この辞退を受け、ハマイは棚卸資産の数え方を見直すことを迫られた。6月29日の取締役会で、同社は幅広い製品グループ単位で回転期間により滞留在庫を区分する従来の方法を廃止し、品目ごとに回転期間を算出する方式に切り替えた。新方式で再計算した結果、既に提出済みの報告書における在庫残高が過大に計上されていたことが判明し、訂正作業を進める中でさらに誤りが見つかった。

訂正の範囲は広い。ハマイが2021年12月期以降に提出した全ての有価証券報告書について、主要な経営指標等、経営成績等の状況、設備の状況、コーポレートガバナンスに関する記載、そして連結・単体双方の財務諸表が訂正の対象となっている。以下の数値は、訂正後に公開情報として現在示されているものである。

ハマイの訂正後業績、2021年12月期~2025年12月期
数値は、各訂正後の有価証券報告書に記載された訂正後の連結合計額である。
12月期売上高経常利益親会社株主に帰属する純利益
2021¥9.46bn¥497.5mn¥353.1mn
2022¥11.20bn¥1.18bn¥885.9mn
2023¥11.13bn¥1.12bn¥836.8mn
2024¥12.09bn¥1.33bn¥513.8mn
2025¥12.72bn¥1.23bn¥830.7mn

訂正後の財務諸表には新たな監査報告書が付されている。訂正対象となった各年度について、これまでとは別の監査法人が訂正後の連結・単体財務諸表を監査した。最も古い2021年12月期については、当該監査報告書で意見不表明とされており、監査法人は意見表明の根拠となる十分な証拠を入手できなかったとしている。就任を辞退した監査法人は、現在進行中の事業年度から監査を担当する予定だった。同日提出されたハマイの半期報告書によれば、2026年6月期(半期)の監査法人も再び変更され、訂正後の財務諸表を監査した監査法人と同一の法人が担当することとなったが、通期の監査を誰が担当するかは開示資料からは確認できない。

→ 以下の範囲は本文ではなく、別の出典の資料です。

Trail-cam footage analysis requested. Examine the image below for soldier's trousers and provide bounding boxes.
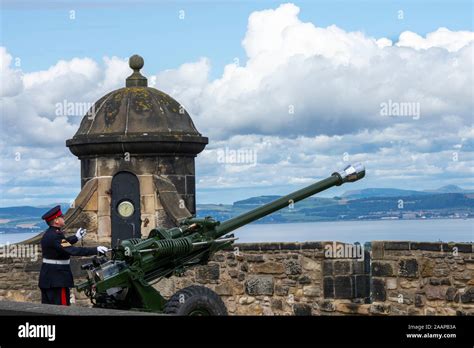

ハマイは同日、もう一件の文書を提出した。2026年6月期(半期)の半期報告書で、新しい棚卸資産算定方法の下で作成された最初の実績である。営業活動によるキャッシュフローは10億7000万円の流出に転じ、前年同期の2億196万円の流出から悪化した。同社はこれを主に売上債権の増加によるものとしており、この会計処理の見直しが単なる書類上の問題ではなく、実際の運転資金の圧迫と共に生じていることを示している。